Total budget is $26.9 million

U.S. assessed contribution is $2.0 million

U.S. paid $600,000 as of Jan. 15, 2018

Note: 70% of IARC’s budget is shared equally by 24 countries, while the remaining 30% is assessed based on a country’s wealth and population.

Republican leaders in the U.S. House of Representatives are threatening to withhold funding from the World Health Organization’s cancer research arm, the International Agency for Research on Cancer (IARC). The U.S. provides about $2.0 million, or about 7.4% of IARC’s annual budget.

At issue is a 2015 IARC assessment that classifies the widely used herbicide glyphosate as a probable carcinogen. Glyphosate is the active ingredient in Monsanto’s Roundup and many other generic herbicide formulations. IARC’s assessment led to lawsuits against Monsanto and an uproar last year in the European Union over whether to continue allowing use of the herbicide.

The agrochemical industry and its allies in Congress are intensifying an attack on IARC and its glyphosate assessment. Rep. Lamar Smith (R-Texas), chair of the House Science Committee, held a hearing on Feb. 6 to examine what he says are “serious problems with the science underlying IARC’s assessment of glyphosate.” The director of IARC, Christopher Wild, declined the committee’s invitation to provide a witness for the hearing.

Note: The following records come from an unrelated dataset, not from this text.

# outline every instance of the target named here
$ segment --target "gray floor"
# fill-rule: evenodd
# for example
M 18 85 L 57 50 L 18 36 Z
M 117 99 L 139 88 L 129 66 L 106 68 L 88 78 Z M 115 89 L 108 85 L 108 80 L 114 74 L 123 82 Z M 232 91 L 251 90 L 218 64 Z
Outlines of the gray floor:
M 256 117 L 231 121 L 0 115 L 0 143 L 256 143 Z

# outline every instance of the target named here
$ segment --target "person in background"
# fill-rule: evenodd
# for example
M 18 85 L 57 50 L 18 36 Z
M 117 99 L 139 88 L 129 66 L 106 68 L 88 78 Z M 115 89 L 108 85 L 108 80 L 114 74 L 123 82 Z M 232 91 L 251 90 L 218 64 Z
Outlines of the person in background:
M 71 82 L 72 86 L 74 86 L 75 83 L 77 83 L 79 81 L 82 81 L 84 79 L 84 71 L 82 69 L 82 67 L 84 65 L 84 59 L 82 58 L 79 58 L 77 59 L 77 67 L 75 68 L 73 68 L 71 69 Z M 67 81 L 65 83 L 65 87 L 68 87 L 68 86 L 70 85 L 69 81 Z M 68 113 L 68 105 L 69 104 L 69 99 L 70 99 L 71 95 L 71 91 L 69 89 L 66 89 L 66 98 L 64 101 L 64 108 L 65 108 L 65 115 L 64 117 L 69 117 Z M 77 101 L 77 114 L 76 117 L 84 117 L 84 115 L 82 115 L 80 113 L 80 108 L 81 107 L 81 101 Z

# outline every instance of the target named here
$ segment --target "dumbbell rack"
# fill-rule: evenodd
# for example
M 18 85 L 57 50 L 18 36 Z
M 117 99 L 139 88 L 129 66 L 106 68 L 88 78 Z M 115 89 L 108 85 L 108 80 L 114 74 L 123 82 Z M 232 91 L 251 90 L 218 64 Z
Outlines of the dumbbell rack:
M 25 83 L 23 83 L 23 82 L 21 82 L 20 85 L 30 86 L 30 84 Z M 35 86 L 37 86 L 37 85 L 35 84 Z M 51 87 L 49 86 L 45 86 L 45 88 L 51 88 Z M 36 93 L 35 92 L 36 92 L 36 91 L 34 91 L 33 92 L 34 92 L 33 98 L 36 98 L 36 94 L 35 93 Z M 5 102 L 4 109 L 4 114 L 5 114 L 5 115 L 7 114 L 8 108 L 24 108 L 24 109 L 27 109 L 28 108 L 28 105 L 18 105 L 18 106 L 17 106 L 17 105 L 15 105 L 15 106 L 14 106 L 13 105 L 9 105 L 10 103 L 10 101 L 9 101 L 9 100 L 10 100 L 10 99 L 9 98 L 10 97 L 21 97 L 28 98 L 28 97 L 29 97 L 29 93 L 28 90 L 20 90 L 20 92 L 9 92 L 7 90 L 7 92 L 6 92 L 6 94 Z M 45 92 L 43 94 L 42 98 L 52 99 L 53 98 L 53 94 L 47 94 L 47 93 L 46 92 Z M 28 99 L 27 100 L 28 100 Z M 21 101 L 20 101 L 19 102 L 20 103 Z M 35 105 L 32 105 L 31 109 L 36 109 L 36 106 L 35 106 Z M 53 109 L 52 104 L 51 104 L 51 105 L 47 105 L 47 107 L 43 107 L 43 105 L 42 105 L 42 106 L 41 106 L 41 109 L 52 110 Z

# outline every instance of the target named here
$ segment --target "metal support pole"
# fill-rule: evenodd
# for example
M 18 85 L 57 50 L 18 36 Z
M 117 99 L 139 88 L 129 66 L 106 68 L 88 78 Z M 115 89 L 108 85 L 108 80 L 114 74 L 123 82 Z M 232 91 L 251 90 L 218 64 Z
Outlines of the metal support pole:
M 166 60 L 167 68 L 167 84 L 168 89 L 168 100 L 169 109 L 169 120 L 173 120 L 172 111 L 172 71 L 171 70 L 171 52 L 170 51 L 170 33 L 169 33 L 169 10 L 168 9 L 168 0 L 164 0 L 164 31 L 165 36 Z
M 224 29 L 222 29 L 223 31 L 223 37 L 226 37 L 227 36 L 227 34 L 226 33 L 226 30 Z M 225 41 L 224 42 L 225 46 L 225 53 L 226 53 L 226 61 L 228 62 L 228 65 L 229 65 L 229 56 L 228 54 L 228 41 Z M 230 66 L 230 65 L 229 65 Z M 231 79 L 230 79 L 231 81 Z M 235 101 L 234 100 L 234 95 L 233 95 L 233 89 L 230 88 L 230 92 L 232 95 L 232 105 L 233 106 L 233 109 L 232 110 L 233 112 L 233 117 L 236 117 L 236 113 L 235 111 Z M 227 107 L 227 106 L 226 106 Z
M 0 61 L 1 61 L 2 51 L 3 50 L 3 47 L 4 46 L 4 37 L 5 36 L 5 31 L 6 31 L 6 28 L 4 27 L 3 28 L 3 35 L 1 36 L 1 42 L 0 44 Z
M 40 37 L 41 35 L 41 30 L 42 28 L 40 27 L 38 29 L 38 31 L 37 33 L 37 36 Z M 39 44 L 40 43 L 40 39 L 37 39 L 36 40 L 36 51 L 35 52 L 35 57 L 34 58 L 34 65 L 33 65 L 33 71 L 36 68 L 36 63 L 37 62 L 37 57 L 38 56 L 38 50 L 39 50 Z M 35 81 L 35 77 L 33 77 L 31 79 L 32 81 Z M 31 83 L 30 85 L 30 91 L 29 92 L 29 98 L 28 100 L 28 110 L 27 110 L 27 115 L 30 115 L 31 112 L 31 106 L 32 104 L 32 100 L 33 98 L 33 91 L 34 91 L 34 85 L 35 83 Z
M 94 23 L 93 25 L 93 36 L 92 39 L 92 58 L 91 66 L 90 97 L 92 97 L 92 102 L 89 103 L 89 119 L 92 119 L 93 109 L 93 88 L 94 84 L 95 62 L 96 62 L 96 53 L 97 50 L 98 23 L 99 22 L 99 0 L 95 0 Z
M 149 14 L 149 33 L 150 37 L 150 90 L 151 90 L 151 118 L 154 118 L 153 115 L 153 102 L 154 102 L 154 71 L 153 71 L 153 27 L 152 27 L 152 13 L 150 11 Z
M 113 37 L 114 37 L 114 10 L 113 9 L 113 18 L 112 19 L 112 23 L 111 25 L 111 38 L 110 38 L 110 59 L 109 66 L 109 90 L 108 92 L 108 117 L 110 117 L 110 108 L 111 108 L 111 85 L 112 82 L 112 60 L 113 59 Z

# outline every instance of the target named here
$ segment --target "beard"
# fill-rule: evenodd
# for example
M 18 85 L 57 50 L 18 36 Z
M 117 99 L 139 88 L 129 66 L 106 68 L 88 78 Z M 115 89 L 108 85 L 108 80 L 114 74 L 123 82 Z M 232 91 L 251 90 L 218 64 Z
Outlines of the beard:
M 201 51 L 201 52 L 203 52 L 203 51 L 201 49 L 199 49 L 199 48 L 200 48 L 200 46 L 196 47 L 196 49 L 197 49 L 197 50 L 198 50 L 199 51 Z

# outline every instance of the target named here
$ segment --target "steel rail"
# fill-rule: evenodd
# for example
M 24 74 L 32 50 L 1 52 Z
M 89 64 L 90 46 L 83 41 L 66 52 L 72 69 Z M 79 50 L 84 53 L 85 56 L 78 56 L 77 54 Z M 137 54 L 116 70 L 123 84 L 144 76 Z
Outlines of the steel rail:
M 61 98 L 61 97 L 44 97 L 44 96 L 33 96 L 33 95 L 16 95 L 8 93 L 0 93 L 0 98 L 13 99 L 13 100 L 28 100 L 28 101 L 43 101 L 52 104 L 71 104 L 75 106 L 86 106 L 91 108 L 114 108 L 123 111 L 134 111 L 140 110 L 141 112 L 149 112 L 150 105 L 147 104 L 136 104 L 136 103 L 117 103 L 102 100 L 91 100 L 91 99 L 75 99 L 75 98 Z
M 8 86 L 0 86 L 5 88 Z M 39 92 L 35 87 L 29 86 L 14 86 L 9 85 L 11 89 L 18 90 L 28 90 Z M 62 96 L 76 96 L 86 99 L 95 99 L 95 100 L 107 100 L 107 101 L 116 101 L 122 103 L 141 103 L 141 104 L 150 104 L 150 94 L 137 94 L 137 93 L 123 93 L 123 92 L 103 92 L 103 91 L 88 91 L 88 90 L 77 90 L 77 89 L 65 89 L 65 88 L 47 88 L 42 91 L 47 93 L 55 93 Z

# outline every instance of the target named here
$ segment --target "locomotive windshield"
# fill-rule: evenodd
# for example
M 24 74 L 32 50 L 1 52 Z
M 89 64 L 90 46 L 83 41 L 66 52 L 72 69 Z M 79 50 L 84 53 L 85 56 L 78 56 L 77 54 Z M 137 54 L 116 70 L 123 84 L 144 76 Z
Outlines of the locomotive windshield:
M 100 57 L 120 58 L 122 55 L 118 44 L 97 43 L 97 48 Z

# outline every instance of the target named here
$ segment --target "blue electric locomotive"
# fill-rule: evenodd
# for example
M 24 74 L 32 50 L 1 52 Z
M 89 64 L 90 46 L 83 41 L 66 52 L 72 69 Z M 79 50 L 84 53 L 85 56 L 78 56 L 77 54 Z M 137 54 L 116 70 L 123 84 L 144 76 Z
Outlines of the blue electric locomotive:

IARC is the only agency that has classified glyphosate as a probable carcinogen. Regulatory agencies in the U.S. and EU say the herbicide is safe. In a draft human health risk assessment released in December, EPA concludes that glyphosate has “little to no hazard when exposure is to the skin and when it is inhaled,” Anna Lowit, a science adviser in EPA’s Office of Pesticide Programs, testified at the Feb. 6 hearing. “Effects in laboratory animals were only seen through ingestion at high doses,” she added.

Democrats and environmental groups are calling for the House to investigate whether Monsanto influenced EPA’s review.

“Today’s hearing supports the agrochemical industry agenda to discredit and ultimately defund IARC,” noted Jennifer Sass, a senior scientist with the Natural Resources Defense Council. Sass claimed that the agrochemical industry is using tobacco-industry tactics to “support glyphosate registration and approval” and to “defend itself against litigation claims by thousands of farmers that were once Monsanto Co. customers and are now cancer patients.”